Achebe nodded. “Fifty, tops.”
Sharon made a face. That was probably too long to be helpful. “What’s within fifty minutes of here?”
“At least a thousand different farms, factories, industrial estates, and private properties with outbuildings and a good water supply for the growth tanks. Quite a lot of biomass agriculture.” He caught her look. “We’re prioritizing anyone who objected to Thames Tidal during the consultation stage, or signed that Estuary Preservation petition to try and block the power plant coming online, but unfortunately, that doesn’t narrow it down very much. At this point I have to assume we’ll be searching all of them.”
“How’s that going?”
“Slowly. Lots of indignant farmers and site managers who can’t imagine why we want to talk to them—or look around their premises.” He frowned, scratching at the mosquito bite. “They all maintain they know nothing about it, and so far we haven’t found any evidence to the contrary.
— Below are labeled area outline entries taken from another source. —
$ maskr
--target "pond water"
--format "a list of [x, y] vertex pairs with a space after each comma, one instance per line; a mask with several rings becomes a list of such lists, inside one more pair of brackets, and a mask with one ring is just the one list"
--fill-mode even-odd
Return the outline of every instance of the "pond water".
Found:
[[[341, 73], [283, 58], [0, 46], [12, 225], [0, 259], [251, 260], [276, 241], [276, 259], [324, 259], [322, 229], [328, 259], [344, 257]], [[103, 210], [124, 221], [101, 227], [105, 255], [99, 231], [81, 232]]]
But it’s conservative country out here, boss.” He gestured in the general direction of the lane, the surrounding suburbs, and the vast swathes of domesticated countryside beyond the bypass that defined the city’s limits. “No one’s come right out in support of the attack—they’re not stupid—but there isn’t the level of disapproval you’d expect, either. There’s a lot of ‘us and them’ language, along with a sort of . . . well, appreciation, really. A lot of remarks about how it shows gems aren’t the only clever folk around these days, all said very jovially, and when pressed they swear they don’t mean anything by it. That’s probably true, but it’s not the kind of thing you’d hear in east London, is it?”